Sephiroth: looks at hand I'm gonna have to get that thing sterilized! looks back at Cloud So why are you in a dress?

Cloud: Aeris stole my other out fit. . .

Sephiroth: Why don't you fight in your undies?

Cloud: Ewwww! No!

Sephiroth: I will if you will.

Cloud: Hell no yaoi-freak!

Ref.: This is getting weird, just fight.

Cloud: Okay, unsheathes Ultima Weapon you're goin' down Sephagget! charges Sephiroth

Sephiroth: Arise, Death Saurer! Death Saurer pops out of the ground Thank you hair-twin Prozen.

Prozen: smiles and waves

Cloud: manages to clip Death Saurer's toe claw Take that crappy anime!

Me: from announcer's box Cloud, your gonna pay!

Death Saurer: ROAR!!!!! fires charged particle gun at Cloud

Aeris: uses mastered Cover Materia gets blown to bits uses Final Attack/Mime Materia combo

All: Yay!

Death Saurer gets blown to bits.

All: BOO!!!

Cloud: Perfect! charges Sephiroth again

Sephiroth: Ha!

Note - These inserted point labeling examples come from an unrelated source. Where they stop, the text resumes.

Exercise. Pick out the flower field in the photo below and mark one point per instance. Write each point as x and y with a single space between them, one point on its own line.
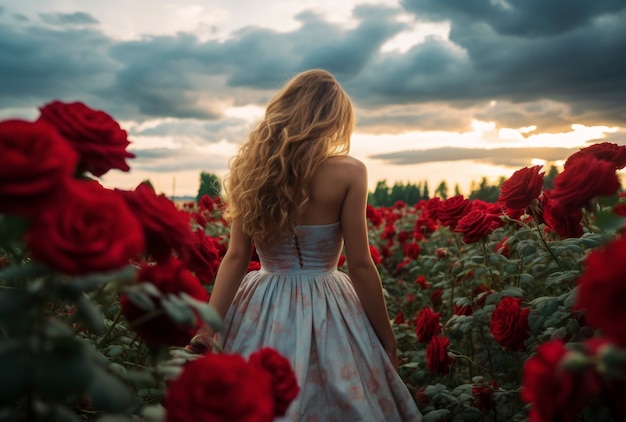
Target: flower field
504 311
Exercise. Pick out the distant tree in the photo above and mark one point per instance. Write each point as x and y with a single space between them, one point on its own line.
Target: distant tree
442 190
209 185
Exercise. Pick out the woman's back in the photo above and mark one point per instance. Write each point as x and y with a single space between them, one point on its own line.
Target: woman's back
329 187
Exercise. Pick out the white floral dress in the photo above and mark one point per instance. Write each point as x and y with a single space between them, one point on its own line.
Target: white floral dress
302 306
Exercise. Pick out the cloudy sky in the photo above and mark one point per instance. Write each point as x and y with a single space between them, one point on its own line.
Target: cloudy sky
450 90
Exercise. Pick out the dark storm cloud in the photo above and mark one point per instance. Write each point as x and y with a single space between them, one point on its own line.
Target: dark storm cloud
78 18
550 63
38 64
521 50
526 18
511 157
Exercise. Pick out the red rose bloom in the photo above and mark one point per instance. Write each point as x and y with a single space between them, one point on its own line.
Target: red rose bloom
220 388
427 325
166 227
604 151
509 324
170 277
412 250
556 394
375 254
87 229
584 179
284 383
98 139
601 290
437 358
453 209
35 161
563 220
519 190
204 256
477 224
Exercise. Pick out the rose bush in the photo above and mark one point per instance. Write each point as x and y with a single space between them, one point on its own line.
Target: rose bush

You're no match for my evil mind powers! radiates psychic energy

Tim: from announcer's box Yay!

Me: from announcer's box Sephiroth, hold him still for me! jumps through glass and lands in ring

Sephiroth: Okay.

Cloud: is stuck in place because of Sephiroth's evil mind powers Help! I know what you're up to. Help, Rape!

Me: Wrongo! grabs masamune slashes Cloud Take that- slashes Cloud You evil- slashes Cloud Anime-hater! slashes Cloud

Ref .: That there was some weird shit! Sephiroth wins!

Tim: Cloud should have won.

Me: Shut up!

Tim: No, really I'm serious.

Me: through gritted teeth Grr! Join us next time for round 4, "Battle of the Bahamuts"

Tim: Go FF10 Bahamut!

Me: That's it, back to the dimension you came from! imagines Tim away

In Half-Life: Team Fortress. . .

Tim: Aw, Crap! runs for life from pyro

A/N: Weird, deranged, psycho and any other synonyms for abnormal describe this story.